Кто эти «крысы», эти фанатики, как не истинные насельники ночи, вампиры, летящие во тьме на крыльях собственной тени?
Они садятся рядом с экраном потому, что хотят увидеть изображение первыми, пока оно еще свежее, пока оно еще не зачерствело, пока оно, побитое о барьеры рядов, обтертое спинками кресел, захватанное глазами зрителей, поблекшее, увядшее, изношенное, уменьшившееся до размеров жалкой почтовой марки и проигнорированное слившимися в объятиях любовниками на последнем ряду, не вернулось, словно испытывая облегчение, туда, откуда оно явилось, — в окошечко кинопроекционной.
Кроме того, как занавес отгораживает экран от зрителей, так экран отгораживает «крыс» от мира.
— Ты уже видел последнего Кинга{6}?
В тот вечер в сквере Кинотеки царила явная весна: розетки крокусов и ранних фиалок появлялись ниоткуда, словно бумажные цветы, которые иллюзионист достает из шляпы.
Было двадцать минут седьмого. Из метро на площади Трокадеро вышли три подростка и двинулись по дорожке, идущей вдоль авеню Альбер–де–Мун. Вопрос был задан самым высоким из них: мускулистым, худощавым, но при этом неожиданно для своей стати сутулящимся на ходу. От этого казалось, что если снять с него рубашку, то на спине обнаружатся выступающие, острые, как лезвия бритвы, лопатки в форме акульих плавников. Одежду свою — латаную–перелатанную вельветовую куртку, джинсы, вытертые и растянутые на коленях, и кожаные сандалеты — он носил с достоинством какой–нибудь великосветской дамы из рома нов Стендаля. Звали этого юношу Тео, и было ему семнадцать.
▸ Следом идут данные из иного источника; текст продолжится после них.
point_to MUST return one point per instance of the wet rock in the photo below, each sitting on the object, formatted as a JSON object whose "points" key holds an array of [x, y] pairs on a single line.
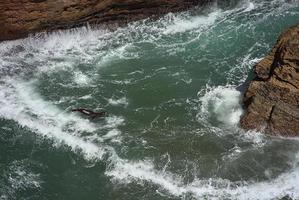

Его сестра Изабель родилась раньше его на час с четвертью. В настоящий момент она щеголяла в шляпке — «колокольчике» и в песцовом боа, которое она то и дело небрежно перекидывала через плечо жестом, каким боксеры перекидывают полотенце.
Но тем не менее она была так же похожа на какую–нибудь безмозглую барышню, которая вырядилась под влиянием очередной моды на ретро, как похожи друг на друга два атлета, бегущие бок о бок, но при этом один опережает другого на целый круг. С самого детства она носила только старые вещи. Точнее говоря, она так и не избавилась от детской привычки наряжаться в выцветшие бабушкины платья и, казалось, срослась с ними, будто сшитыми специально для нее.
Упомянутая безмозглая модница уставилась бы на нее в восхищении и спросила бы, как ей удалось достичь такого эффекта. А секрет–то был прост: Изабель никогда не пользовалась зеркалами. Она бы высокомерно ответила нашей моднице: «Вертеться все время перед зеркалом — ужасающая вульгарность.